Me pasé la mano por el pelo y clavé la mirada en la mesa. Había querido eludir el tema, pero parecía más seguro que hablar de nuestra relación, fuera la que fuese. No se me ocurría ningún argumento racional para defender mi resistencia a comprometerme con la familia que había reencontrado. Lo que pasaba era que no quería. Finalmente dije:

—Es que no me gusta que me presionen. Están muy ocupados tratando de recuperar el tiempo perdido. ¿Por qué no se meten en sus asuntos? No me siento cómoda con tantas intimidades. Ya sabes lo cabezota que me pongo cuando me obligan.

—Entonces, ¿por qué aceptaste trabajar para esa abogada? ¿No es tu prima?

—Bueno, sí, pero no tenía intención, de aceptar. Mi intención era negarme, pero la curiosidad y la codicia se apoderaron de mí. Tengo que ganarme la vida y no quería negarme sólo por mezquindad. Sé que lo lamentaré, pero ahora estoy en ello y no tiene sentido darme de bofetadas.

—Si se mira bien, parece bastante inofensivo.

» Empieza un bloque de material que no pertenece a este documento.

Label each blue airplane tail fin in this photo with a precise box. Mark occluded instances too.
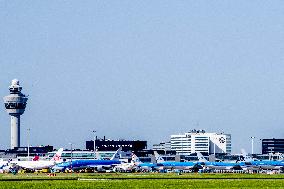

—No es inofensivo. Es molesto. Y además, ese no es el problema. El problema es que me gustaría que ellos respetaran mis fronteras.

—¿Qué fronteras? Te contrató para hacer un trabajo. En cuanto te paguen, se acabó.

—Esperemos que sí. Además, no es tanto ella como las otras dos. Liza y Pam. Si les doy la mano, me agarrarán hasta el brazo.

—Bobadas. Eso es psicología barata de California. No puedes vivir tu vida como si fuera un programa radiofónico con micrófono abierto.

—¿Y tú qué sabes? No te veo tan deseoso de hacerte el bueno con tu familia.

Vi que se le contraían los músculos. Su expresión adoptó de pronto un aire herido e irritado.

—Eso es un golpe bajo. No quiero que me eches en cara lo que te he contado sobre mis hijos.

—Tienes razón. Lo siento. Retiro lo dicho.

—Retiras el cuchillo, pero la herida queda —dijo—. ¿Qué te pasa? Estás muy quisquillosa estos días. Estás haciendo lo imposible por mantenerme a distancia.

—No —dije y lo miré con fijeza y arrugando el entrecejo—. ¿Es eso cierto?

—Bueno, fíjate en tu conducta. Ni siquiera llevo dos días aquí y ya estamos peleando. ¿Por qué? No he recorrido todo este camino para pelearme contigo. Quería verte. Me enternecía la idea de pasar un tiempo juntos. Mierda. Si hubiera querido peleas, me habría quedado con Naomi.

—¿Por qué no lo hiciste? No te lo pregunto por morbosidad, pero me gustaría saberlo. ¿Qué pasó?

—Bah, ¿quién sabe? Yo tengo mi versión y ella la suya. A veces creo que las relaciones tienen un periodo natural. La nuestra lo agotó. Eso es todo. Las explicaciones vienen después, cuando tratas de encontrarle un sentido. Volvamos a ti. ¿Qué pasa por tu cabeza?

—Prefiero pelear a no sentir nada.

—¿Son tus dos únicas opciones?

—Eso parece, pero no podría asegurarlo.

Estiró la mano y me dio un tirón en el pelo.

—¿Qué voy a hacer contigo?

—¿Qué voy a hacer yo contigo? —repliqué.